Stage 4: HTTP/1.1, the boring parts

http.c parses HTTP/1.1 requests. We support GET and POST, the request line, header parsing into a small fixed-size table, and a Content-Length-bounded body. No chunked transfer encoding yet. No HTTP/2. No TLS. The parser is iterative — no allocator activity on the hot path beyond what the underlying TCP buffer already does.

api.c is the router. It matches the request path against a small table of routes and dispatches to a handler. The current routing table maps the llama.cpp-shaped v1 endpoints — /v1/completions, /v1/chat/completions, /v1/embeddings, /v1/models, /tokenize, /detokenize — to handlers in api_v1.c.

api_v1.c is, today, the most aspirational file in the kernel. The handlers parse the request body (using a small JSON parser in json.c), validate parameters, and call into llm.c. llm.c is the seam where the inference engine will live. Until the llama.cpp integration lands, the seam returns stub responses that are JSON-valid but not actually inferred.

What we deliberately did not build

We did not build a process model. There is one address space, one thread of control, one main loop. We did not build a filesystem. Models will be either baked into the binary at link time or loaded over HTTP at startup; we do not need persistent storage in the kernel. We did not build interrupts. The main loop polls. We did not build dynamic linking. There are no .so files because there is no userspace for them to live in. We did not build a syscall ABI. There is no userspace to call out from.

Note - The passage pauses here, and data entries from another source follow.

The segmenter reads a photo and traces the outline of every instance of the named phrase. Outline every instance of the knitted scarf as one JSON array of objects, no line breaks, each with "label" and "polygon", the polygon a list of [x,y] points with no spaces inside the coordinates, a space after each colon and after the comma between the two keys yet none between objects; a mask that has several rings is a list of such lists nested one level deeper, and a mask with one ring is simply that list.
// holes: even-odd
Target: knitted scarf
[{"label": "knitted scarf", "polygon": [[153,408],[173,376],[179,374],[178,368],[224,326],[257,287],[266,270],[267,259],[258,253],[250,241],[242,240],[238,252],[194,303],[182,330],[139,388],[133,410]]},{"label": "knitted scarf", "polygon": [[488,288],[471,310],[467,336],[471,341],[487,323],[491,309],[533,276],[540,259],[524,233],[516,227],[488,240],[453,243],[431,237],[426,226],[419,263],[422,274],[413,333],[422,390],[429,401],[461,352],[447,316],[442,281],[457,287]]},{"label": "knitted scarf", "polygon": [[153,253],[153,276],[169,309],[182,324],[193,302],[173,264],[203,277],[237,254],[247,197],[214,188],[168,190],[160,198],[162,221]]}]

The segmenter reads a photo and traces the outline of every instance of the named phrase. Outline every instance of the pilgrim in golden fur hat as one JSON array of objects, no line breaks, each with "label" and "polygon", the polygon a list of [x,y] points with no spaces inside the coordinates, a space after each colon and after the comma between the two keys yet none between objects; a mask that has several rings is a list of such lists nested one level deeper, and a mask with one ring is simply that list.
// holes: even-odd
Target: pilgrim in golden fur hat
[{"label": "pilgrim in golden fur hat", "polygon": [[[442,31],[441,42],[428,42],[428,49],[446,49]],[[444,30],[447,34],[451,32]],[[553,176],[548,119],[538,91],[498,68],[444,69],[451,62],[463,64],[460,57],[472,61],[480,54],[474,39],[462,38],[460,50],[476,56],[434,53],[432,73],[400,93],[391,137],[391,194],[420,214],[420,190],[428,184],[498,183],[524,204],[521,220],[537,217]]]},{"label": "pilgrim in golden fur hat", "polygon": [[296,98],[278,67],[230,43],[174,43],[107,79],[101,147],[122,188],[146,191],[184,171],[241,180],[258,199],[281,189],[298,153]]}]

Every one of those omissions is a piece of complexity we did not have to write, debug, or carry forward. Some of them will come back when we need them. Most of them, we suspect, will not.

What is next

The next milestone is plugging an inference engine into llm.c. The README and the specification document are explicit about the order: integrate llama.cpp, then add a CUDA backend via the unikernel-flavoured ggml interface sketched in the GPU backend analysis, then port specific optimizations from vLLM.

If you want to read the code, github.com/cognisoc/cllm is the canonical source. The full architectural documentation is at docs.cognisoc.com/cllm. If you have read this far, make run is already faster than reading another paragraph.